A plan for a 31-turbine wind farm near one of Scotland’s most picturesque mountain ranges has been refused.
The proposed Allt Duine wind farm, near Kincraig on the edge of Cairngorms National Park, has been vetoed by Scottish ministers who ruled that it would have a significant impact on the landscape.
The Scottish Government said it is committed to generating 100% of Scotland’s electricity demand from renewables by 2020 but it will not permit wind farms that have an unacceptable impact on the local area.
The decision follows a public local inquiry and Scottish Government consultations on the potential impacts of the wind farm on the Cairngorms National Park and on the implications of the development on new planning policies.
Deputy First Minister John Swinney said: “The Scottish Government’s policy on wind farms strikes a careful balance between maximising Scotland’s huge green energy potential and protecting some of our most scenic landscape and wild areas.

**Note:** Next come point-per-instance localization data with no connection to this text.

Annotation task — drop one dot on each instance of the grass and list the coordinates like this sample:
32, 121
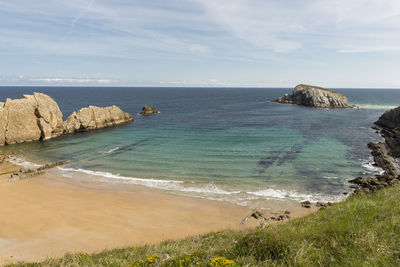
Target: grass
364, 230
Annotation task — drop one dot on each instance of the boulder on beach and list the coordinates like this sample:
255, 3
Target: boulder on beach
314, 96
38, 117
148, 110
33, 117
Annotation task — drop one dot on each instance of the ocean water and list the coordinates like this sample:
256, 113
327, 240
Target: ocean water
231, 144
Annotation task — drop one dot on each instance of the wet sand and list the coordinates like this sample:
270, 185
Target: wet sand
44, 217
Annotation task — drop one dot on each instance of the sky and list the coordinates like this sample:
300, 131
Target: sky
227, 43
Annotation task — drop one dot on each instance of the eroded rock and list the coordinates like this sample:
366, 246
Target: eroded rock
93, 117
148, 110
314, 96
38, 117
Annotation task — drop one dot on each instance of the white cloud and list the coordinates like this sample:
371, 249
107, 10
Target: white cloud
73, 80
285, 26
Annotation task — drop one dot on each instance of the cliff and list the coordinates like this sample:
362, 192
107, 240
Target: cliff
93, 117
390, 121
314, 96
148, 110
38, 117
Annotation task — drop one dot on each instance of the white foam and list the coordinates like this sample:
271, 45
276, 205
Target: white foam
134, 180
108, 151
380, 107
282, 195
22, 162
330, 177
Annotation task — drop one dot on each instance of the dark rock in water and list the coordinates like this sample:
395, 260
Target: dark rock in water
314, 96
24, 173
258, 216
390, 119
148, 110
93, 117
382, 159
322, 205
306, 204
38, 117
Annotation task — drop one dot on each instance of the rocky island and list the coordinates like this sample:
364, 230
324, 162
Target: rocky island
148, 110
314, 96
38, 117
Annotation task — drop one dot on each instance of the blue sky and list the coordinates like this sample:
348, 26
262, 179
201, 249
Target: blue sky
260, 43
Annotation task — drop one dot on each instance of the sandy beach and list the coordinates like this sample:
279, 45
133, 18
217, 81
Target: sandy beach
43, 217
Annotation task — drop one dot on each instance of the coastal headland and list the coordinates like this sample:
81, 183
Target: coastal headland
47, 216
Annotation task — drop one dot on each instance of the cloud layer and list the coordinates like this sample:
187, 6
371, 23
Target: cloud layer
125, 39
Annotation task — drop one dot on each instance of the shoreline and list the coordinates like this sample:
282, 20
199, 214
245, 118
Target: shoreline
49, 216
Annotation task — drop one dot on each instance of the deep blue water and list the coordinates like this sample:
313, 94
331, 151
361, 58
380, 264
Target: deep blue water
220, 143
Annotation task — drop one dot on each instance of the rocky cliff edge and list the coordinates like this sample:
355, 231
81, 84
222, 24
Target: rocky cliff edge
314, 96
38, 117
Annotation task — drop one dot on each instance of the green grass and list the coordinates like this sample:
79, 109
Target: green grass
364, 230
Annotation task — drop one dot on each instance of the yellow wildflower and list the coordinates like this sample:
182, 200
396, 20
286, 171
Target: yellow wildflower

“We have been clear that wind farms can only be built in the right places and Scottish planning policy sets out rigorous steps to ensure wind farms are sited appropriately and sensitively.
“I have considered the Allt Duine application fully and have refused permission as the proposal would have significant and unacceptable landscape and visual impacts in the local area,
including on the Cairngorms National Park and on a wild land area.
“The Scottish Government remains fully committed to renewables and to achieving our target of 100% of our electricity demand coming from renewables by 2020.”
Chris Townsend, a spokesman for the Save Monadhliath Mountains (SMM) campaign, welcomed the decision.
“This is a victory for common sense, the safeguarding of the wild land in the Monadhliath Mountains and the absolute protection of the Cairngorms National Park,” he said.
“This wind farm scheme was simply the wrong development in the wrong location.
“When the application was lodged five years ago it was pushing the boundaries of plausibility.
“With national planning policy dramatically changing over that 2,000-day period, it was clear that only one sensible conclusion could be drawn.
“The thousands of individuals and organisations that support the SMM campaign thank Mr Swinney for injecting a much-needed dose of reality back into the determination process.
“The SMM campaign will watch with interest to see whether German-owned RWE Innogy try to make a case in the courts that the proposal can be ’mitigated’.
“As lawyers, planners and conservationists know, safeguarding is incompatible with mitigation – unless the turbines in the safeguarded wild land of Monadhliath Mountains and the proposed road,
cabling, compound and cement batching plant in the Cairngorms National Park are now to be invisible?”